The bill would make no appropriation but could provide the legal basis for an appropriation of funds to implement the provisions of the bill. The agency is required to implement a provision of this Act only if the legislature appropriates money specifically for that purpose. If the legislature does not appropriate money specifically for that purpose, the agency may, but is not required to, implement a provision of this Act using other appropriations available for that purpose.
Probable Net Positive/(Negative) Impact to General Revenue Related Funds
Probable (Cost) from GR Match For Medicaid 758
Probable (Cost) from Federal Funds 555
Probable Revenue Gain from General Revenue Fund 1
Probable Revenue Gain from Foundation School Fund 193
The bill would require the Health and Human Services Commission (HHSC) to include cost savings in its biennial report on the effects of telemedicine medical services and to provide home telemonitoring to certain pediatric clients with complex medical needs. The bill would also repeal the telemonitoring benefit reimbursement sunset date.
According to HHSC, there would be a one-time cost of $138,000 in All Funds, including $69,000 in General Revenue, in fiscal year 2020 for system modifications for the claims administrator. Due to the time needed to make necessary changes, it is assumed services would be provided to the expanded population beginning September 1, 2020. If services were provided sooner there would be an additional cost.
According to HHSC, client services would ramp up over a period of two years with an estimated additional 77 average monthly recipients in fiscal year 2021 increasing each fiscal year to 240 average monthly recipients in fiscal year 2024 at a monthly cost ranging between $342.79 and $345.55 per recipient. The total estimated cost for client services would be $0.3 million in All Funds, including $0.1 million in General Revenue, in fiscal year 2021 increasing each fiscal year to $1.0 million in All Funds, including $0.4 million in General Revenue, in fiscal year 2024.
Repealing the sunset date associated with Medicaid reimbursement of home telemonitoring services would result in a cost to continue providing those services beyond September 1, 2019. According to HHSC, the total estimated cost for these client services would be $20.2 million in All Funds, including $7.9 million in General Revenue, in fiscal year 2020 increasing each fiscal year to $21.4 million in All Funds, including $8.1 million in General Revenue, in fiscal year 2024. The House and Senate versions of House Bill 1 (the General Appropriations Bill) provide funding for this purpose.
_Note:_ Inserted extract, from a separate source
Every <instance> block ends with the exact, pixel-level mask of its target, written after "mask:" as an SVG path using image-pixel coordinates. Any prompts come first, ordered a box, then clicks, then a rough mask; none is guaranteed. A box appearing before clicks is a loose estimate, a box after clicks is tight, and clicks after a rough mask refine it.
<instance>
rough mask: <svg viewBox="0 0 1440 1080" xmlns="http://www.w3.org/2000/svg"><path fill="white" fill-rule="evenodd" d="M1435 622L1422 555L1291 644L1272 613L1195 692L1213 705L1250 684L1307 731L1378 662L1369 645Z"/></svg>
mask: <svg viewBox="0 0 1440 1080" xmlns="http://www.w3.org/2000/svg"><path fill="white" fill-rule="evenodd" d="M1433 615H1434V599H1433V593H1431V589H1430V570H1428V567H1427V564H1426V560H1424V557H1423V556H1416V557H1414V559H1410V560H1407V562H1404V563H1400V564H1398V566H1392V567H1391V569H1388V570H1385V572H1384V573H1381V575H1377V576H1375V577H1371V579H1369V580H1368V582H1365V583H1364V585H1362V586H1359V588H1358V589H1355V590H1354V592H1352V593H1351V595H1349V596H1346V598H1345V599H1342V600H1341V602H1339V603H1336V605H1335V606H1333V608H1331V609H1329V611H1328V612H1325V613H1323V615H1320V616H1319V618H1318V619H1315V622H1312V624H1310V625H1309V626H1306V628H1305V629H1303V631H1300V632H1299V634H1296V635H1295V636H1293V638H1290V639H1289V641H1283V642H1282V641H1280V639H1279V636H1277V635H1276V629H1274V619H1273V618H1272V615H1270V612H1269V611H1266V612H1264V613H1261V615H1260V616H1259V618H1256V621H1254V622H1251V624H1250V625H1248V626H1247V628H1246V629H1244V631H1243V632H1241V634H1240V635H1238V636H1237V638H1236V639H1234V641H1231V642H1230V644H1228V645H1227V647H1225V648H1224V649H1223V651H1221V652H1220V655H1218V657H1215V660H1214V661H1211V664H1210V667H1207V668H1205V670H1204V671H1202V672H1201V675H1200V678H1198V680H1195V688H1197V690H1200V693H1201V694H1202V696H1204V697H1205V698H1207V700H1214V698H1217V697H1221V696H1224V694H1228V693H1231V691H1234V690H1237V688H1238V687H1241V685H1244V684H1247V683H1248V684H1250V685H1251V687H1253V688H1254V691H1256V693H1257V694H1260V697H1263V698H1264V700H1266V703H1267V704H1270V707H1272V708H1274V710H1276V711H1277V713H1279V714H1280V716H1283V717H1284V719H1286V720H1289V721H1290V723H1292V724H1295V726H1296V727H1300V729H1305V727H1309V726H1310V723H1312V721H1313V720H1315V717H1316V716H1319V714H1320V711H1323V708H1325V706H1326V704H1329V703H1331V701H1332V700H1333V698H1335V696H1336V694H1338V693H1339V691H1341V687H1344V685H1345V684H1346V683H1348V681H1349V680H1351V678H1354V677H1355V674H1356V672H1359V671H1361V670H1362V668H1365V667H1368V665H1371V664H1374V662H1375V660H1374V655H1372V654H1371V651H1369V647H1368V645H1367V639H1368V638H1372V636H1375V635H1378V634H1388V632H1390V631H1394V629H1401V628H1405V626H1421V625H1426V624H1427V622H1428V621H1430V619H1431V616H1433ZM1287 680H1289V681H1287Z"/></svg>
The net increases in client services payments through managed care are assumed to result in an increase to insurance premium tax revenue, estimated as 1.75 percent of the increased managed care expenditures. Revenue is adjusted for assumed timing of payments and prepayments resulting in assumed increased collections of $0.4 million each fiscal year. Pursuant to Section 227.001(b), Insurance Code, 25 percent of the revenue is assumed to be deposited to the credit of the Foundation School Fund.
It is assumed HHSC can absorb the cost of including cost savings in the biennial report.
According to HHSC home telemonitoring may reduce medical services utilization resulting in an offsetting savings; however, an exact estimate could not be determined and no savings is included.
System modifications to the claims administrator are estimated at a one-time cost of $138,000 in All Funds, including $69,000 in General Revenue, in fiscal year 2020.
Local Government Impact
No fiscal implication to units of local government is anticipated.